University student Chloé Campbell is set to sink her teeth into the opportunity of a lifetime by presenting her academic work on a cult TV series to an American audience.
The 21-year-old English literature and American studies student was invited to speak at De Paul University in Chicago after writing a blog post about how Buffy the Vampire Slayer - which ended in 2003 - portrays a strong feminist message.
Next week she will jet off across the Atlantic to join a panel of experts to discuss the output of series creator Joss Whedon.
“I’ve been such a massive Buffy fan over the years and a module I took as part of my university course on the modern Gothic inspired me to write about it,” said third-year student Chloe, whose piece originally appeared on the University of Sunderland’s website Spectral Visions.

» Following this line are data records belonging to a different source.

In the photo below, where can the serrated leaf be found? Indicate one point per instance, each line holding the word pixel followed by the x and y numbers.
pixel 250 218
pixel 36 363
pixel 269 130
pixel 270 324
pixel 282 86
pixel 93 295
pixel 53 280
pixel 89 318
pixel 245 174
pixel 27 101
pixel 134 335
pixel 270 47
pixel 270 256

“It was always such a successful show and I was drawn in further by the strong female ethos that governed Buffy the Vampire Slayer.
“A lot of times the majority of female characters on American television shows only appear to serve as love interests, but this is not the case for Buffy.
“There are strong female characters, each of whom are strong in their own way. It’s so important to see that portrayal of different kinds of female strength - not just physical strength but also intelligence and emotional strength.
“The show also dispels the assumption of what it means to be a feminist. The cultural assumption that feminists are man-hating, butch and hairy is challenged by the feminine, heterosexual feminist of Buffy.”
The TV incarnation of Buffy the Vampire Slayer began in 1996, four years after Toy Story writer Joss Whedon first created the character for a film staring Kristy Swanson, Donald Sutherland, Beverly Hills 90210’s Luke Perry and Blade Runner’s Rutger Hauer.
Set in the fictional California town of Sunnydale, the TV show, starring Sarah Michelle Geller, Anthony Stewart Head and Alyson Hannigan, ran for seven series and followed the travails of Buffy and her high school friends as they grew up, went to college and fought demons, both of a hellish and a personal nature.
It was seen as feminist not only for its strong female roles, but also its portrayals of relationships as partnerships, with the man and woman equal, and particularly its ending, which saw thousands of women around the world “empowered” to fight for themselves and against the forces of darkness.
“I was so surprised to be invited to Chicago to speak. I couldn’t believe it,” said Chloe, whose trip is being funded by the university’s education and society faculty, and Culture Beacon. “It is such a privilege to be out there discussing my article and what I think of the show and I’m looking forward to discussing feminism’s role in contemporary film and television.
“I’m really a shy person and usually dread speaking and presenting so I’m more than a little nervous, but it’s a once-in-a-lifetime opportunity - how often can you say you were invited to speak to a conference in the United States?”
Chloe will fly out to the US next Wednesday, and Steve Watts, head of the university’s department of culture, said it was both a tremendous opportunity for her, but also “for the university’s global reach”.
“The university is delighted to support Chloé’s attendance at the conference in Chicago,” he said.
“This is a tremendous example of how staff and students work together to identify opportunities for students to showcase their work, which is then seen around the world.”